Porter’s Five Forces of Verizon

The five forces were devised by Porter in 1979 when Michael Porter viewed the already available Analysis tool, such as the SWOT model, as incapable of examining all the forces acting on the company’s environment.

The model reveals the threats a company is facing while conducting the business. The three threats are determined on a horizontal basis which denotes threats from the competitors. The two vertical threats incorporate the challenges faced by the company by the supply chain. The first three threats are exerted by aggressive industrial competition, novel entrants’ threat, as well as the substitutional threat. Vertical threats include the buyer’s and suppliers’ power to bargain.

A Review of Verizon

The company has secured the leading position in the US market of telecommunications. The company has secured the top slop in terms of market expansion and share. The company’s market share in 2018 was 35% ahead of its rivals, including AT&T, T-Mobile, and Sprint, which secured 34%, 17%, and 12%, respectively. Despite the company’s image as an expensive service provider as compared to its rivals, Verizon swept the market because of its vast coverage of network and the company’s provision of standardized and quality assured customer services. The company has successfully captured gainful customers of higher value who give extra revenue. Verizon has, therefore, built a luxurious brand image by assuring quality services at expensive rates. Moreover, the company has effectively pursued an insight of value in the eyes of customers.

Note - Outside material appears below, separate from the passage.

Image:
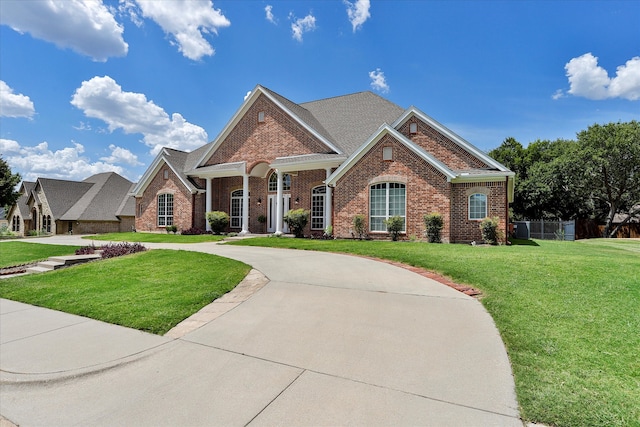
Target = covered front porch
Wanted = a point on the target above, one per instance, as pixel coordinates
(257, 196)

The analysis revealed that the company had faced threats from both horizons, i.e., horizontally, and vertically. The strongest threats prevailing in the industry environment of the company are the threats posed by novel entrants and the substitutional threat. Whereas vertically, the buyers’ power to bargain has exerted immense pressure on the industrial environment of the company. On the contrary, the threats exerted by the novel entrants as well as the substitutional threats have fewer exerting capacities.

Aggressive Industrial Competition

The wireless telecommunication industry has fierce competition when viewed in terms of market share and expansion. The company’s rival AT&T is lagging behind Verizon, with only a minute difference in the market share. Although the two companies have captured most of the market clientage, the other two companies have adopted strategies to compete with them. T-Mobile has proved itself to be the most proactive company in terms of market expansion. Sprint has launched robust price promotions to increase its customer base and market share.

Despite the company having been able to give the strongest network coverage since the beginning of this decade, its rivals have started investing and enriching their infrastructure to improve their quality. The estimated time frame is expected to be somewhere between 5 to 10 years, when the other companies could build this coverage and quality gap. Verizon’s competitors are building up their towers and related infrastructure for this purpose. Therefore, the company may need to find new ways to add to its competitive advantage.

Buyers’ power to bargain

The company has faced a significant threat in terms of switching buyers from Verizon to other customers. The customers find it easy to switch from one carrier to the other, which is also inexpensive. Therefore, Verizon often gives new to attract customers who have switched their networks. To demonstrate, Sprint ran an aggressive campaign to snatch its customer base of Verizon by half, and it was successful to an extent.

The ease of switching brands has made the buyers exert too serious a threat to the company’s environment. The customer can switch from one network provider to the other in just one hour without even changing the phone number. Therefore, the company must add up reasons for the stay of customers. Verizon has advertised its high-quality provision along with the reduction in some packages for SMS and call services. However, these measures could be inadequate in the near future.

The threat of Novel Entrants

The establishment of a new company to compete in the marketplace is relatively a weak force of threat to the company’s external environment. The definite reason is the cost of establishing a wireless network carrier that can compete in the market is not an easy task. The infrastructural set-up and the setting up of towers across the states to provide network services is a difficult task. Moreover, the newer company may face many governmental regulations and rules to be faced by the company. At the same time, when a new arrival can bear the expense and governmental regulations, it still has to build the brand reputation to extract the market share. Therefore, Verizon is not facing any strong force threat from a new arrival in the industry as that would take a lot of time to stand against the company.

Suppliers’ power to bargain

The company is facing a weak force of the threat of the supplier’s power to bargain. The company calls on the suppliers when it is executing expansion of network infrastructure or if the company is manufacturing some product. The plethora of suppliers readily available on the company’s call makes it easy for the company to choose from. In contrast, the suppliers find it opportunistic to work with a behemoth company like Verizon. Therefore, the company has the leverage to choose from readily available suppliers.

Substitute or Substitutional Threat

The threat of substitution is always posing a substantial threat to the company’s revenues. The rivals are working day and night to take off Verizon’s customer base. Companies such as AT&T, T-Mobile, or Sprint may provide substitution by offering lower price services or by enhancing the quality of the products. For instance, any recession in the economy may force the customers to cut their network bills by shifting to the cheaper services provided by other substitutes such as Sprint. Therefore, the company is facing a serious substitute threat.

By and large, Verizon must address these threats as discussed above by deploying shrewd strategic planning and effective decision-making to secure a competitive edge in the market. The company must ensure the retention of customers in the long term.